The Federal Communications Commission (FCC) and the Department of Justice (DoJ) on Monday outlined a series of remedies that will allow Charter Communications to push ahead with its plan to merge with Time Warner Cable (TWC) and Bright House Networks while at the same time protecting competition.

The two bodies worked together to impose conditions on the deal designed to ensure that the merger will not stifle competition in the video and content distribution market in particular.

The multi-billion-dollar combination of Charter, TWC and Bright House into New Charter – as agreed in May last year – will create the second largest cable operator and third largest multi-channel video programming distributor in the U.S., with more than 17 million video subscribers, the DoJ noted.

TWC has to date been the most aggressive multi-channel video programming distributor in the U.S. when it comes to agreeing restrictive deals that prevent programmers from distributing their content through online channels or tightly control online distribution, the DoJ said.

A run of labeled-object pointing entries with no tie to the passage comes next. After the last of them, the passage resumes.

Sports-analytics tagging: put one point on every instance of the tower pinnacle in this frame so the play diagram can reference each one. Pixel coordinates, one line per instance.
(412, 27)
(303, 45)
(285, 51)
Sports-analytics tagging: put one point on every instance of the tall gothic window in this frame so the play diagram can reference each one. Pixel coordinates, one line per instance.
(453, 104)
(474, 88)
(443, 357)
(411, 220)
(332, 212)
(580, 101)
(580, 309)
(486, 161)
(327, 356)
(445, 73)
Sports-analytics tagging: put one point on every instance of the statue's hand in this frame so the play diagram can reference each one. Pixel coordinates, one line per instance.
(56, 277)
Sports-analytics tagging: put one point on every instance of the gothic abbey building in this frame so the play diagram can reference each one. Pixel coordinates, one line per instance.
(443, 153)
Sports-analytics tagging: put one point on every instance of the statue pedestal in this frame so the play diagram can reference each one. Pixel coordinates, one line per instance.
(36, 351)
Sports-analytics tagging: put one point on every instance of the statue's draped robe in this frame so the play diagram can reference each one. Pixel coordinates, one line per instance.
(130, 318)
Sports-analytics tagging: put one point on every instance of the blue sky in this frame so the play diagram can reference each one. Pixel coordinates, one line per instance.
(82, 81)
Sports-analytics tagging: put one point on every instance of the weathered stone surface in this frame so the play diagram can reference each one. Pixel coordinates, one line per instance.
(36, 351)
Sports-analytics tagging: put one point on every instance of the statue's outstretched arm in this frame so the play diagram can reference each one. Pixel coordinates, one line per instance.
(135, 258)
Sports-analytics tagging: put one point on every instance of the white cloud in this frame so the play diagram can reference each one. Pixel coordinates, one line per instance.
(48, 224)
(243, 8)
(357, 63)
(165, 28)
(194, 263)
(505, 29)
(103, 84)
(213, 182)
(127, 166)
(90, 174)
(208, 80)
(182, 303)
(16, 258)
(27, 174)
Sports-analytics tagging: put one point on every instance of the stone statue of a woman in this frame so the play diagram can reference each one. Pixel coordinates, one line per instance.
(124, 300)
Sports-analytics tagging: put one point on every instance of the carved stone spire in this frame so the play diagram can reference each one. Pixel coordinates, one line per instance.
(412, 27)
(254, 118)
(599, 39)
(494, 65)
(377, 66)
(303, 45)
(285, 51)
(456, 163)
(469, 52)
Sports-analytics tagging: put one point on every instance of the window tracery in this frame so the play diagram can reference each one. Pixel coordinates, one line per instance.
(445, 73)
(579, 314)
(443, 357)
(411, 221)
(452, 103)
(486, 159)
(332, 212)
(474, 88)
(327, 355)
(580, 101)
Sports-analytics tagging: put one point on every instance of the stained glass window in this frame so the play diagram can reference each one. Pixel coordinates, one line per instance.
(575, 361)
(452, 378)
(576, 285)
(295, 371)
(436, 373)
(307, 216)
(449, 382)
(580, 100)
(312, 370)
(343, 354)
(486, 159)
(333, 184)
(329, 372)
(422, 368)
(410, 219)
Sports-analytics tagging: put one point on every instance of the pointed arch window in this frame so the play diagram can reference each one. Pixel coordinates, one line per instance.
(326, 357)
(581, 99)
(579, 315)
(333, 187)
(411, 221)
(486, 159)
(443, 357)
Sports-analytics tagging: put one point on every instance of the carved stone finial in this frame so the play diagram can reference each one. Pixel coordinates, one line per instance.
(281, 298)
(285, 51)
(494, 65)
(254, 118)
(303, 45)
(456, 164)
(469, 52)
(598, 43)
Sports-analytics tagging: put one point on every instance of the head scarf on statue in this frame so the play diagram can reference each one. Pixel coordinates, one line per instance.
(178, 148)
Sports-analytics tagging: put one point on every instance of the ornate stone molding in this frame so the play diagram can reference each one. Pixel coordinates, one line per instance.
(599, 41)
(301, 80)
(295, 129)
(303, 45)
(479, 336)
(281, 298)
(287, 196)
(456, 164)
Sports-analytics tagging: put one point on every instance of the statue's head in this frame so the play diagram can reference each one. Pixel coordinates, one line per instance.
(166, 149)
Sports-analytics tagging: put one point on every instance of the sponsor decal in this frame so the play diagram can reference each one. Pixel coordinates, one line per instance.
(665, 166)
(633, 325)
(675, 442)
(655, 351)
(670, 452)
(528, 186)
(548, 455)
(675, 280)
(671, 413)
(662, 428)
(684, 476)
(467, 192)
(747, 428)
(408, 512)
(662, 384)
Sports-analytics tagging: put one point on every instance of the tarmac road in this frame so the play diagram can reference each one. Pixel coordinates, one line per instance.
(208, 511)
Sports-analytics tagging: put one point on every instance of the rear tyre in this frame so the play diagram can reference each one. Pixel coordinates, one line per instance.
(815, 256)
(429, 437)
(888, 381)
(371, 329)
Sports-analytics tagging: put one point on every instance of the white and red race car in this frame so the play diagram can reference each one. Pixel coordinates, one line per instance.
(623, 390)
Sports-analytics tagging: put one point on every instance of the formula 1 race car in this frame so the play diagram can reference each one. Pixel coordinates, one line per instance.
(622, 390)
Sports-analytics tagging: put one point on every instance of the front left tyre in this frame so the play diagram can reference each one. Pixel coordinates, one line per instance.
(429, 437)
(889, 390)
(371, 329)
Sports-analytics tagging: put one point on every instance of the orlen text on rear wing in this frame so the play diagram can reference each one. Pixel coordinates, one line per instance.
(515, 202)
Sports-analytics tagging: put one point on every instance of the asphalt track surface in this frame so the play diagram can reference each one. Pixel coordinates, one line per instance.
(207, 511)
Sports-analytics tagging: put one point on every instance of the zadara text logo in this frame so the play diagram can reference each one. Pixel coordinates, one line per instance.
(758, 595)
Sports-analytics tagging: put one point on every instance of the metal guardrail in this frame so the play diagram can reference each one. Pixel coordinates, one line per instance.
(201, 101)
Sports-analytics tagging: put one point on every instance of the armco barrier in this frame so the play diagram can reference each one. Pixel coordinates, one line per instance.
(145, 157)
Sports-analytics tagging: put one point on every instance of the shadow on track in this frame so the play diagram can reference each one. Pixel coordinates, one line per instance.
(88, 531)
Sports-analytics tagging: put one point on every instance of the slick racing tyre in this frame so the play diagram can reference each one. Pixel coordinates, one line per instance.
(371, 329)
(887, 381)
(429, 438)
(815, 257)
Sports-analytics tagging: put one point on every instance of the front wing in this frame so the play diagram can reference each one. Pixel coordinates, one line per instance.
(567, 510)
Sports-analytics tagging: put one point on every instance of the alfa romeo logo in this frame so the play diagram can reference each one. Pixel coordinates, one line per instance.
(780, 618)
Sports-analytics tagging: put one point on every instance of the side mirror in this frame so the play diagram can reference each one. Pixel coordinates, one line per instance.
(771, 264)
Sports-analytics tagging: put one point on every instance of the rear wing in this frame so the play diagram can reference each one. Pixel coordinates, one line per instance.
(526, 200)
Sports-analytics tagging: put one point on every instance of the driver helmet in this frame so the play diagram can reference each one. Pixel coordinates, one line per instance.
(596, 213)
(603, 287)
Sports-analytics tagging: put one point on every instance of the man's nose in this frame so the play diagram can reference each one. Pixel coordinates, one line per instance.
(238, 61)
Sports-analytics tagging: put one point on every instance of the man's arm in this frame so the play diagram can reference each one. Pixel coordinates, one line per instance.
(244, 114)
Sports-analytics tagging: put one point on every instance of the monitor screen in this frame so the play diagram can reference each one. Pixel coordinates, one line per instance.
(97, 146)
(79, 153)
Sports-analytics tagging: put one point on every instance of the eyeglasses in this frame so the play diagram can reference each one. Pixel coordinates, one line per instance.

Hence, New Charter will be barred from brokering any deal that limits the programmer’s provision of content elsewhere.

A statement from the FCC confirmed that the DoJ’s restrictions will remain in place for seven years.

The regulator itself added two conditions designed to remove "unfair barriers" to video competition. New Charter will not be permitted to charge usage-based prices or impose data caps, and secondly, it will be prohibited from charging interconnection fees, including to online video providers.

"All three seven-year conditions will help consumers by benefiting online video distribution competition," FCC chairman Tom Wheeler said, in a statement. "The cumulative impact of these conditions will be to provide additional protection for new forms of video programming services offered over the Internet."

The FCC also said its conditions are designed to increase broadband deployment in the U.S., giving access to high-speed services to an additional 2 million customer locations.

Wheeler has circulated an order to his fellow commissioners recommending that they approve the Charter/TWC/Bright House merger, subject to the concessions.

There was a quick response from Commissioner Michael O’Rielly. "At first blush, it appears that the Commission may have operated well outside the four corners of the merger application to pursue unrelated matters and policies," he said. "I will carefully consider the item put before me and vote in a timely manner."

Meanwhile, Charter welcomed the development.

"We are pleased that Chairman Wheeler has submitted the proposed conditions for consideration by the full Commission and that the DoJ has submitted its agreement for approval by the court," it said, in a statement.

"The conditions that will be imposed ensure Charter’s current consumer-friendly and pro-broadband businesses practices will be maintained by New Charter," the firm said. "We are confident New Charter will be a leading competitor in the broadband and video markets and are optimistic that we will soon receive final approval from federal regulators as well as the California PUC [Public Utilities Commission]."